In der unerschütterlichen Überzeugung, auch diesen fünfundvierzigsten Vier-Seen-Lauf unter Kontrolle zu haben, gingen sie auseinander, um wenigstens noch ein paar Stunden Schlaf zu bekommen. Funktionäre schliefen immer viel besser als Aktive. Nur Peters, der OK Präsident, ging noch nicht nach Hause. Lange sass er vor seinem Schreibtisch uns starrte auf die grosse Karte, auf der die Langlaufstrecke vom Start bis zum Ziel minuziös dargestellt war. Obwohl der Computer auch das schon besser konnte, hatte Peters auf diesem, ihm vertrauten Bild bestanden. Die Standorte von Sanitätsposten, Verpflegungsstationen, Fernsehkameras und anderen Stellen an der Strecke waren durch entsprechende Symbole gekennzeichnet. Peters kannte jeden Meter dieser Spur. Jede noch so geringfügige Steigung. Jede noch so unbedeutende Abfahrt. Jede Arve, die auf den Landstreifen zwischen den Seen stand, jeden Felsblock, der dort lag. Er kannte die Weite auf den Seen, die Engpässe, die berüchtigte Zenser Steigung, die Abfahrt durch den Laviner Wald. Er wusste genau, was wo passieren würde, wo sie strauchelten und stürzten, wo es lange Staus gab, und wo es flott fliessen würde. An jeder Stelle, auf die er seinen Finger legte, konnte er das Feld sehen und wusste, was es dort machen würde. Unendlich viele der Läuferinnen und Läufer kannte er persönlich. Nach dem Lauf, in den Festzelten von St.Montis schlugen sie ihm auf die Schulter und lobten seine Organisation. Das war jedes Mal SEIN Sieg, SEINE Goldmedaille. Schade, dass dieser, sein letzter Lauf, nicht noch einmal an einem strahlenden Tag stattfand, an einem Tag, wie sie nur hier oben sein konnten. Im nächsten Jahr würde er nur noch als Zuschauer dabei sein. Fünfundvierzig Jahre waren genug.
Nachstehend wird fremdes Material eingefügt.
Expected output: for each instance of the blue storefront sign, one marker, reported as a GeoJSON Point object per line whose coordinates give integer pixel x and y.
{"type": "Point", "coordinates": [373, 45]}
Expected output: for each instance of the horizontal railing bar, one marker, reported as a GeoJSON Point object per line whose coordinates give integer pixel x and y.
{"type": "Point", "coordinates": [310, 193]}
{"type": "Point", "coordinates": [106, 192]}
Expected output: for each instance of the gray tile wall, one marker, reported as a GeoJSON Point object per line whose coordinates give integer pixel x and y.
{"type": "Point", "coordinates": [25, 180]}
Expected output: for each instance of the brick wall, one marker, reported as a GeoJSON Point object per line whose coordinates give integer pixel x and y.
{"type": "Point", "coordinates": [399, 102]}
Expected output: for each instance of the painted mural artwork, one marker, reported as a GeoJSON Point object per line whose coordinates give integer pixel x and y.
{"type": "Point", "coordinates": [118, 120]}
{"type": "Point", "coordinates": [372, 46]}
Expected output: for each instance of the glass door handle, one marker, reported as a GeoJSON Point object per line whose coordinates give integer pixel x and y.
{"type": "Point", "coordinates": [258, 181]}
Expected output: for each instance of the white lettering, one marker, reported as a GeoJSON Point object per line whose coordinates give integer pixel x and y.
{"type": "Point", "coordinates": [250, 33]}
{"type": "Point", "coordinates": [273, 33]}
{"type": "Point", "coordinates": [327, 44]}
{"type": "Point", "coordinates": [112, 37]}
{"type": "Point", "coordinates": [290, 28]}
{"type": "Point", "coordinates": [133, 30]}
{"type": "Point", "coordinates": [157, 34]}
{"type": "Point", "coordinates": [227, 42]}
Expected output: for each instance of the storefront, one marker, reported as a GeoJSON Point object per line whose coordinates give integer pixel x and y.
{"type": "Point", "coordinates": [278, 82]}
In dem blauen Licht, das durch die Glaswand von draussen hereinfiel, wanderte er langsam herum. Dann ging er in die Eishalle hinüber, in der es kalt war. Es sollte dort heute ein Schaulaufen stattfinden, was ziemliche Unruhe in das ganze Sportzentrum bringen würde. Aber sie hatten das nicht verschieben können. Auch für die Eiskunstläufer ging die Saison zuende. Zuletzt suchte er die Curling-Halle auf. Das war der Sport, dem er sich von nun an vermehrt widmen würde. In der Senioren-Mannschaft von St.Montis. Er hatte eine gute Hand für diesen Sport, ein Gefühl für die Entfernung, das Tempo, den Spin.

Draussen war es für die Jahreszeit viel zu milde. Ähnlich wie Robert Kissinger konnte Peters den nahenden Schnee riechen. Er musste noch ein gutes Stückweit weg sein. In den Bars und Restaurants, den Dancings und Discos von St.Montis herrschte um diese Stunde Hochbetrieb. St.Montis, dachte Peters einmal mehr, ist als Zielort für einen Volkslauf viel zu mondän. Aber gerade dort waren sie auf die Idee gekommen. Natürlich war es eine unglaubliche Werbung für St.Montis. Nur das Volk und der Ort passten nicht zusammen. Würden nie zusammen passen.

Er ging auf den kleinen See hinunter, wo im Flutlicht die Arbeiten an der Zielanlage gerade abgeschlossen wurden. Es überkam ihn plötzlich das seltsame Gefühl, dass diese Anlage umsonst dastand, dass nie ein Mensch durch sie hindurchlaufen würde. Es musste wohl die Müdigkeit sein.